Avec toute la tradition de l'Eglise, nous appelons péché
mortel l'acte par lequel un homme, librement et consciemment, refuse Dieu,
sa loi, l'alliance d'amour que Dieu lui propose, préférant se
tourner vers lui-même, vers quelque réalité créée
et finie, vers quelque chose de contraire à la volonté de Dieu (conversio
ad creaturam). Cela peut se produire d'une manière directe et
formelle, comme dans les péchés d'idolâtrie, d'apostasie,
d'athéisme; ou d'une manière qui revient au même comme dans
toutes les désobéissances aux commandements de Dieu en matière
grave. L'homme sent bien que cette désobéissance à Dieu
brise ses liens avec son principe vital: c'est un péché mortel,
c'est-à-dire un acte qui offense Dieu gravement et finalement se retourne
contre l'homme lui-même avec une force puissante et obscure de
destruction.
Au cours de l'assemblée synodale, certains Pères ont proposé
une distinction tripartite des péchés: il conviendrait de les
classer en péchés véniels, graves et mortels.
Cette distinction tripartite pourrait mettre en lumière le fait que,
parmi les péchés graves, il existe une gradation. Mais il reste
toujours vrai que la distinction essentielle et décisive est celle entre
le péché qui détruit la charité et le péché
qui ne tue pas la vie surnaturelle: entre la vie et la mort il n'y a pas de
place pour un moyen terme.
De même on devra éviter de réduire le péché
mortel à l'acte qui exprime une «option fondamentale»
contre Dieu, suivant l'expression courante actuellement, en entendant par là
un mépris formel et explicite de Dieu ou du prochain.
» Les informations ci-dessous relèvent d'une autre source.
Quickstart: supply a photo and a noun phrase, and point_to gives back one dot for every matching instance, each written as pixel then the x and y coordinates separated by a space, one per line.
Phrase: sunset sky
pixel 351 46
Il y a, en fait, péché
mortel également quand l'homme choisit, consciemment et volontairement,
pour quelque raison que ce soit, quelque chose de gravement désordonné.
En effet, un tel choix comprend par lui-même un mépris de la loi
divine, un refus de l'amour de Dieu pour l'humanité et toute la création:
l'homme s'éloigne de Dieu et perd la charité. L'orientation
fondamentale peut donc être radicalement modifiée par des actes
particuliers. Sans aucun doute il peut y avoir des situations très
complexes et obscures sur le plan psychologique, qui ont une incidence sur la
responsabilité subjective du pécheur. Mais de considérations
d'ordre psychologique, on ne peut passer à la constitution d'une nouvelle
catégorie théologique, comme le serait précisément
l'«option fondamentale», entendue de telle manière que, sur le
plan objectif, elle changerait ou mettrait en doute la conception traditionnelle
du péché mortel.
S'il convient d'apprécier toute tentative sincère et prudente
de clarifier le mystère psychologique et théologique du péché,
l'Eglise a cependant le devoir de rappeler à tous ceux qui étudient
ces matières la nécessité d'une part d'être fidèles
à la Parole de Dieu qui nous instruit aussi sur le péché,
et d'autre part le risque que l'on court de contribuer à atténuer
encore plus dans le monde contemporain le sens du péché.
Perte du sens du péché
18. Par la lecture de l'Evangile faite dans la communion ecclésiale,
la conscience chrétienne a acquis au long des générations
une fine sensibilité et une capacité aiguë de percevoir lesferments
de mort que contient le péché. Une sensibilité et une
capacité de perception qui permettent aussi de déceler ces
ferments dans les mille formes que revêt le péché, dans les
mille visages sous lesquels il se présente. Et c'est ce qu'on a coutume
d'appeler le sens du péché.
Ce sens du péché a sa racine dans la conscience de l'homme et
en est comme l'instrument de mesure. Il est lié au sens de Dieu,
puisqu'il provient du rapport conscient de l'homme avec Dieu comme son Créateur,
son Seigneur et Père. C'est pourquoi, de même que l'on ne peut
effacer complètement le sens de Dieu ni éteindre la conscience, de
même le sens du péché n'est jamais complètement effacé.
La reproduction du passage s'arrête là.